With tenants already that include the Tribune, IK Gymnastics, Goldfish Swim School, Lil’ Kickers, All Style, and Warner Bros. (If you’re a huge Mortal Kombat fan like I am, you’d want to live in that place!), there’s space for almost anything you can think of. Although most of the tenants are geared towards grammar-school children and high-school teenagers, a fitness center will likely be put in the building for the adults.
“Understand that this is a mixed-used project,” John said. “So here you have your recreational users, some office users and in the front you have the multi- story office building. Those types of users would want an amenity like a fitness center.”
The Hansen brothers said diversifying the tenant mix was planned.
“If you go onto LoopNet or CoStar, and search the market we are in if you’re looking for a single-story space with parking, the only thing you’re going to find are properties on Goose Island that are 100 percent leased,” John said. “Then you’ll find things all the way out in the O’ Hare market, and between here and there, there is nothing else.”
John added, “So we know our property will pop up in their database searches. Also, other corridors like Clybourn have three times the rent of what we have here. They’re in the thirties on net rent, we are ten net on our single-story space.”
The only thing the Hansen brothers say they are not at the Bradley Center is industrial.
“We take a property that was industrial and convert it into office, recreational, and other commercial uses,” John said. “We have R&D prospects, and even though we have RCN as a tenant next door, I would say half of their space is office at this point and time. They have 130 employees that work out of that location.”
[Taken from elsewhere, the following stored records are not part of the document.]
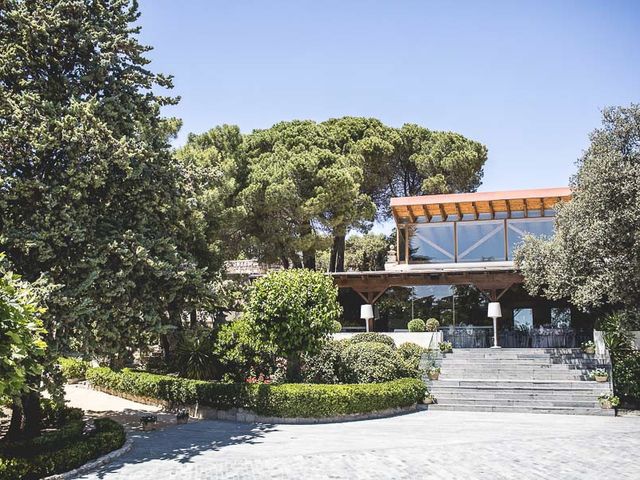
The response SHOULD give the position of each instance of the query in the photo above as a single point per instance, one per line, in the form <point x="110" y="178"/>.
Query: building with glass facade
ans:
<point x="454" y="253"/>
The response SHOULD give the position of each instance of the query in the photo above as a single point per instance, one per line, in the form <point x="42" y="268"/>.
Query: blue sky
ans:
<point x="527" y="79"/>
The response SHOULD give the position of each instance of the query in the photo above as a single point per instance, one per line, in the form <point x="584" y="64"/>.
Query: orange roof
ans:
<point x="478" y="202"/>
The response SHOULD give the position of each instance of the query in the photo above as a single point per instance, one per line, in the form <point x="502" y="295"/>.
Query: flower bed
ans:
<point x="285" y="400"/>
<point x="73" y="450"/>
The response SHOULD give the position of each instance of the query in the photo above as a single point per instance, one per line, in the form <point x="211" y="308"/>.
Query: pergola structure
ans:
<point x="494" y="281"/>
<point x="503" y="211"/>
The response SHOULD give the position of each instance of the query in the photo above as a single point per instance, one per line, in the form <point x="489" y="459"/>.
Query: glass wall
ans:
<point x="432" y="243"/>
<point x="468" y="241"/>
<point x="481" y="241"/>
<point x="518" y="228"/>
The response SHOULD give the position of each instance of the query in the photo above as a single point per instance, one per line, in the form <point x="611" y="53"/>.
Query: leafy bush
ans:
<point x="373" y="337"/>
<point x="432" y="325"/>
<point x="73" y="368"/>
<point x="294" y="311"/>
<point x="626" y="376"/>
<point x="370" y="362"/>
<point x="317" y="401"/>
<point x="412" y="353"/>
<point x="194" y="357"/>
<point x="108" y="436"/>
<point x="416" y="325"/>
<point x="326" y="366"/>
<point x="287" y="400"/>
<point x="240" y="354"/>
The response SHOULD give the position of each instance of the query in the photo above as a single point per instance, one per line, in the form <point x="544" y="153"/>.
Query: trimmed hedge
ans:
<point x="287" y="400"/>
<point x="373" y="337"/>
<point x="73" y="368"/>
<point x="108" y="436"/>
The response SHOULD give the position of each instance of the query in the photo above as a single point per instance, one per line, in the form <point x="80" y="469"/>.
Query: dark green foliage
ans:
<point x="412" y="353"/>
<point x="317" y="401"/>
<point x="65" y="456"/>
<point x="73" y="368"/>
<point x="293" y="311"/>
<point x="287" y="400"/>
<point x="374" y="337"/>
<point x="194" y="355"/>
<point x="416" y="325"/>
<point x="370" y="362"/>
<point x="326" y="366"/>
<point x="626" y="377"/>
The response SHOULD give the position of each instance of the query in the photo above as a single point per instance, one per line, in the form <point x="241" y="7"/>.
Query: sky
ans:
<point x="528" y="79"/>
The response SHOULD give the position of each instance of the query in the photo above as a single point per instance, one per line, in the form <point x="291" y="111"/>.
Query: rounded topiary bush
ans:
<point x="432" y="325"/>
<point x="373" y="337"/>
<point x="412" y="353"/>
<point x="326" y="366"/>
<point x="416" y="325"/>
<point x="371" y="362"/>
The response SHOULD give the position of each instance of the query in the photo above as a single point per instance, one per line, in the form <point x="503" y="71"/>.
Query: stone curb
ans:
<point x="98" y="462"/>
It’s estimated that with all off the tenants that have been leased at the Bradley Center, there are about 600 jobs now within that area. That’s something the Hansen brothers are happy about. Especially Rick who said he was glad to be contributing to a growing community.
Turning nothing into something takes a lot of time, planning, and energy. Yet what makes the Hansen brothers feel the best? It’s knowing that they have leased up their buildings. They have five or six other properties that are one hundred percent leased. The Bradley Business Center is their only active project.
Most of the properties that they have owned and developed over the years are along the Kennedy between Downtown and O’Hare. They’re located at Sheffield and Diversey, Wilson and Kennedy, Knox and Kennedy, and at Wood and Webster, where they have recreational users.
Working in a field for over 25 years is nothing short of amazing. It appears as though with everything Hansen Realty has seen, they have gone and conquered. The Hansen brothers are excited to let the world know what they have going on at the Bradley Business Center. With the conference approaching they look forward to seeing people, and discussing the re-use possibilities for the property, while showcasing a vision that is sure to ignite inspiration for anyone who cannot see the possibilities.